Über das Urteil des LG Berlin vom 19.06.2006 - 34 O 611/05 wurde bereits berichtet.

http://www.morgenpost.de/content/2006/06/20/wirtschaft/836431.html


Das Urteil wird sich hoffentlich demnächst in der Urteilssammlung befinden.

Die wesentlichen Aussagen des Urteils sind Folgende:

Bei Gaslieferungsverträgen ist zu unterscheiden zwischen Tarif- bzw. nunmehr Grundversorgungsverträgen gem. § 36 EnWG - für welche b.a.w. die Bestimmungen der AVBGasV gelten - und Sonderverträge mit Haushaltskunden gem. § 41 EnWG.

Die Unterscheidung habe das Gasversorgungsunternehmen in der Hand.

Nur auf echte Tarifkundenverträge im vorgenannten Sinne finden die Bestimmungen der AVBGasV direkte Anwendung, nicht jedoch bei allen Formen von Sonderpreisregelungen (auch Norm- Sonderverträge genannt).

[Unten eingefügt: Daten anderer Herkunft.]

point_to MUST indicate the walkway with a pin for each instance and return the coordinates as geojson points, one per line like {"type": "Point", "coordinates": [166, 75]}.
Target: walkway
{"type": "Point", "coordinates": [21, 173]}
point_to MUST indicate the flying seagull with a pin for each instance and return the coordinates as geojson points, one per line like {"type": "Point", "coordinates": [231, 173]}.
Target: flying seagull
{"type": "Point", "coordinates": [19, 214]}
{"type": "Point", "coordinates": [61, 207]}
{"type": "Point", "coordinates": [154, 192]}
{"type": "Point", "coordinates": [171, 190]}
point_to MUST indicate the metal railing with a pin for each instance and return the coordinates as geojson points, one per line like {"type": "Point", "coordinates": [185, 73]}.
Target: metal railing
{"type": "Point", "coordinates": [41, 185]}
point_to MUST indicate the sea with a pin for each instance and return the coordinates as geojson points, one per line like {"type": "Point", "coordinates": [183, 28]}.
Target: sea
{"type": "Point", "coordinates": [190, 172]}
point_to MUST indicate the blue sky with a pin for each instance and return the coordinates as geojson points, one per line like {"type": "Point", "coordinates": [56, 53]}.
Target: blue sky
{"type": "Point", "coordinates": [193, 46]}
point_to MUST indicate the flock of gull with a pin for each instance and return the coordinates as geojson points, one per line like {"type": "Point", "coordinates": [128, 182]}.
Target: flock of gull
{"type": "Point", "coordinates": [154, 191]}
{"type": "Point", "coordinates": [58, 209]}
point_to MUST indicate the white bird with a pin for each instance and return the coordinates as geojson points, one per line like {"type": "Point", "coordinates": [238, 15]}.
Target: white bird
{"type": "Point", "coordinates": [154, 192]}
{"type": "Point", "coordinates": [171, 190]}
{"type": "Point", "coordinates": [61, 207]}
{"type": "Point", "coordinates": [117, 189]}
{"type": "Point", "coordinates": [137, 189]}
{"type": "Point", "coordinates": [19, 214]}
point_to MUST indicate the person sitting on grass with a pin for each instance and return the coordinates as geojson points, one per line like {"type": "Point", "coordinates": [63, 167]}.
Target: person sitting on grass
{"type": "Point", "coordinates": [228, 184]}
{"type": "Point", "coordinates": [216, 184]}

Es ist dem Gasversorger verwehrt, Kunden, die zu Sonderpreiskonditionen beliefert werden, als Tarifkunden zu deklarieren und sich auf die direkte Anwendung der Bestimmungen der AVBGasV kraft normativer Einbeziehung zu berufen.

Preisanpassungsklauseln in solchen Sonderverträgen müssen dem Transparenzgebot entsprechen, § 307 BGB.

Der Kunde muss erkennen können, woran sich eine Preiserhöhung bemisst. Das Versorgungsunternehmen soll als AGB- Verwender nicht durch ungenaue Voraussetzungen oder eine ungenaue Rechtsfolge die Möglichkeit erhalten, ungerechtfertigte Beurteilungsspielräume in Anspruch zu nehmen und dadurch das bisherige Verhältnis von Leistung und Gegenleitsung zu seinen Gunsten zu verändern (BGH NJW-RR 2005, 1717; OLG Stuttgart, NJW-RR 2005, 852).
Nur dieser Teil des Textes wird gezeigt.